Splitting Condoms

One of the ploys used by certain pro-contraceptive people is to point to the terrible AIDS epidemic in Africa and argue that condoms should be used to help prevent further spread of the disease. They claim that to deny the use of condoms for this purpose would be absurd, irresponsible, criminal. So if the Catholic hierarchy says condom use for this purpose is still wrong then they brand the Catholic Church as irresponsible and its hands stained by the blood of millions of dead Africans. And if the Catholic hierarchy says this is a legitimate reason to use condoms then the pro-contraceptive person sits back contentedly thinking the Church has finally admitted condoms have a legitimate use, and has therefore inadvertently conceded condoms are morally permissible as a contraceptive too. This is not necessarily logical but it is a common ploy. It is the same type of ploy one used to find in most abortion debates. Years ago abortion debates invariably digressed to the hard cases of rape, incest and physical health of the mother (e.g. an entopic pregnancy). If one admitted abortion might be legitimate in these cases (which the Church does not) then the pro-abortion debater believed you had conceded the case for the legitimacy of abortion per se. It is true that if one says something is “intrinsically evil,” as the Catholic Church teaches abortion and contraception are, then to admit even one case where direct intentional abortion or contraception is morally good is to contradict the claim it is intrinsically evil.

But if a Catholic theologian were to argue (as some do but not all) that condoms used with the sole intention of preventing ones spouse from contracting AIDS is morally permissible because it is not the same thing as condoms used with the direct intented purpose of preventing pregnancy – and that this can be seen as a reasonable application of the principle of double effect (just as taking the Pill with the sole intention of regulating heavy menstrual bleeding is not the same thing from a moral standpoint as taking the Pill with the direct intention of preventing pregnancy). The principle of double effect seems to permit the use of medically indicated procedures or drugs even when these have a conception inhibiting effect; therefore, there is a legitimate debate right now about whether condom use by a married couple to prevent HIV falls into the category of permissible acts.  A separate issue is whether, with condoms being far from 100% effective in preventing the spread of the HIV virus, one can even consider it loving or responsible to engage in an action that unnecessarily exposes one’s spouse to the risk of infection by a potentially lethal disease?

For a better understanding of the principle of double effect, read this article

But this is too sophisticated for most people to handle and appears to them as hair splitting – even though the principle of double effect is what makes possible different moral evaluations between, say, surgery with a scalpel and assault with a knife. The instrument is basically the same but the intended purpose for which it is used is different, one good the other evil, leading to a different moral evaluation between the two acts. 


Vatican Says No Change to Teaching Against Condom Use

By Gudrun Schultz

VATICAN CITY, May 5, 2006 (LifeSiteNews.com) – Cardinal Alfonso Lopez Trujillo, president of the Pontifical Council for the Family, said the Catholic Church would not change its position on the use of condoms to prevent the spread of AIDS, reported the Catholic News Agency this morning.
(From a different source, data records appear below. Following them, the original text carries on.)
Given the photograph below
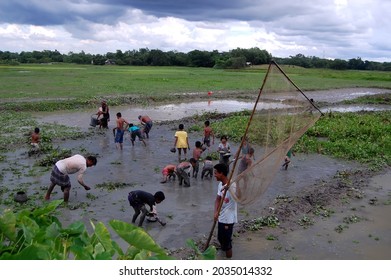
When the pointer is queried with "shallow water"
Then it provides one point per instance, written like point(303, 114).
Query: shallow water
point(189, 211)
point(170, 112)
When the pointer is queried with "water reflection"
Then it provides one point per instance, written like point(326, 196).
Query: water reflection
point(166, 112)
point(171, 112)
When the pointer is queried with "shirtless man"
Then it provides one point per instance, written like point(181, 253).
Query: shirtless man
point(147, 123)
point(119, 131)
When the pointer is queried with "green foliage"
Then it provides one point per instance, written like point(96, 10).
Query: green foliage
point(38, 235)
point(365, 137)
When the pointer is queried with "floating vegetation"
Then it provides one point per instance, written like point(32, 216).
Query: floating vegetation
point(113, 186)
point(305, 221)
point(260, 222)
point(323, 212)
point(271, 237)
point(352, 219)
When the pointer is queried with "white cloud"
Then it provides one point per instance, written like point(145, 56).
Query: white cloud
point(340, 29)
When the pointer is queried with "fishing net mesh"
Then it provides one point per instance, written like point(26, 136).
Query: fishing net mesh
point(282, 114)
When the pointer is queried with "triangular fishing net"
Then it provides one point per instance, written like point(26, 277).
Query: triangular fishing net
point(281, 115)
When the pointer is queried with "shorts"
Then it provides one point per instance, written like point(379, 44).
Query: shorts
point(207, 141)
point(119, 136)
point(148, 127)
point(134, 201)
point(136, 133)
point(60, 179)
point(224, 235)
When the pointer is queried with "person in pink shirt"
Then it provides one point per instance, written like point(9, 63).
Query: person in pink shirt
point(168, 172)
point(197, 151)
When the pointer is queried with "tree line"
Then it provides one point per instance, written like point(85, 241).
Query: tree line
point(234, 59)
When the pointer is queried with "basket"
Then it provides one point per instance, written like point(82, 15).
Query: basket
point(94, 121)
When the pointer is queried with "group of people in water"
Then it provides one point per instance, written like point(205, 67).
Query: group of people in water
point(144, 203)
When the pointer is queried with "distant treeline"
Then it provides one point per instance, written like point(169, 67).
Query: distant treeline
point(235, 59)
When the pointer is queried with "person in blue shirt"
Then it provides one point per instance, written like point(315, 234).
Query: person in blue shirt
point(135, 132)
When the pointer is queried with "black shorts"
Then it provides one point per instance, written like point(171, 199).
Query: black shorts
point(60, 179)
point(224, 235)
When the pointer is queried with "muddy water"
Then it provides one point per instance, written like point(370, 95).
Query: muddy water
point(368, 239)
point(189, 211)
point(180, 110)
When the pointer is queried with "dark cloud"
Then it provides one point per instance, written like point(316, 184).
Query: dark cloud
point(339, 28)
point(52, 12)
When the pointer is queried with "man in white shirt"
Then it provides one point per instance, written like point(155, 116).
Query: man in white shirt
point(63, 168)
point(228, 214)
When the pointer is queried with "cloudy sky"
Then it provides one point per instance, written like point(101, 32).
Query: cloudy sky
point(341, 29)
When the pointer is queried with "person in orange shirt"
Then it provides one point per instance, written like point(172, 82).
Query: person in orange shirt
point(168, 172)
point(147, 123)
point(181, 142)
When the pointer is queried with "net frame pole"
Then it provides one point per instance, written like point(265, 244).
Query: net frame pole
point(236, 159)
point(309, 100)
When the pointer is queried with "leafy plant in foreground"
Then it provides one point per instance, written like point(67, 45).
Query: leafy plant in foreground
point(39, 235)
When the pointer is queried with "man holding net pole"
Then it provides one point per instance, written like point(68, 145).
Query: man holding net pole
point(225, 210)
point(273, 130)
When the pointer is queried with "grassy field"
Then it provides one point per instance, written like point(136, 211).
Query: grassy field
point(88, 82)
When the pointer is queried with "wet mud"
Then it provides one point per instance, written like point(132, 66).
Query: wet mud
point(346, 190)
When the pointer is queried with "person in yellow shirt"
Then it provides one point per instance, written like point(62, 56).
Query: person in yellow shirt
point(181, 142)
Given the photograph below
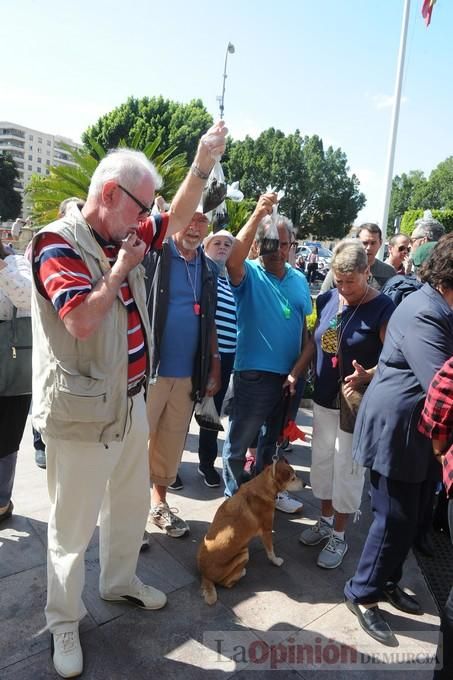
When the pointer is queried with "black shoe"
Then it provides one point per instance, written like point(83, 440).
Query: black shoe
point(177, 484)
point(373, 623)
point(286, 446)
point(211, 476)
point(40, 458)
point(425, 546)
point(145, 543)
point(401, 600)
point(8, 512)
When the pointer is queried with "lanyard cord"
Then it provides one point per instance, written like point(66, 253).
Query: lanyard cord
point(189, 278)
point(280, 296)
point(343, 328)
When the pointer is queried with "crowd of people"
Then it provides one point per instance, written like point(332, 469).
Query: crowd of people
point(140, 314)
In an interview with Columbia’s Radio Cadena Nacional, Cardinal Trujillo said the Vatican “maintains unmodified the teaching on condoms” and said Pope Benedict XVI has not called for any studies on altering the prohibition against condom use.

“As a dicastery we do not have any instruction or any indication to the contrary, to carry out a study about something new with regards to condoms,” he said.

Retired Italian Cardinal Maria Martini, known for his liberal opinions on social issues, commented last month that condom use to prevent the spread of AIDS was “the lesser evil.”

Cardinal Javier Lozano Barragán, head of the Pontifical Council for Health Care, created further confusion by announcing the Pope had commissioned a study on the issue, saying, “My council is studying this attentively with scientists and theologians expressly charged with preparing a document on the subject, which will be made public soon.”

“It was Pope Benedict who asked us to make a study on this particular aspect of the use of condoms by those with AIDS and other infectious diseases.”
The comments stirred an enthusiastic media response, with international headlines proclaiming the Vatican was considering lifting the condom ban.
Cardinal Barragán responded quickly by stating that he was only producing an internal study for Vatican authorities and had no authority to produce an official pronouncement on the issue.

A vocal supporter of the Church’s teaching on contraception, Cardinal Trujillo said the recent statements by retired Italian Cardinal Maria Martini “are nothing more than his own personal opinions which do not reflect [Church] teaching.” He said Cardinal Martini “should explain how the condom prevents AIDS if it is true he said it is a lesser evil.”

Cardinal Trujillo said the Church believes the only way to truly combat AIDS is through fidelity and chastity, which are the only morally acceptable means. Contraception damages the integrity of the full gift of self, which is intrinsic to the sexual act.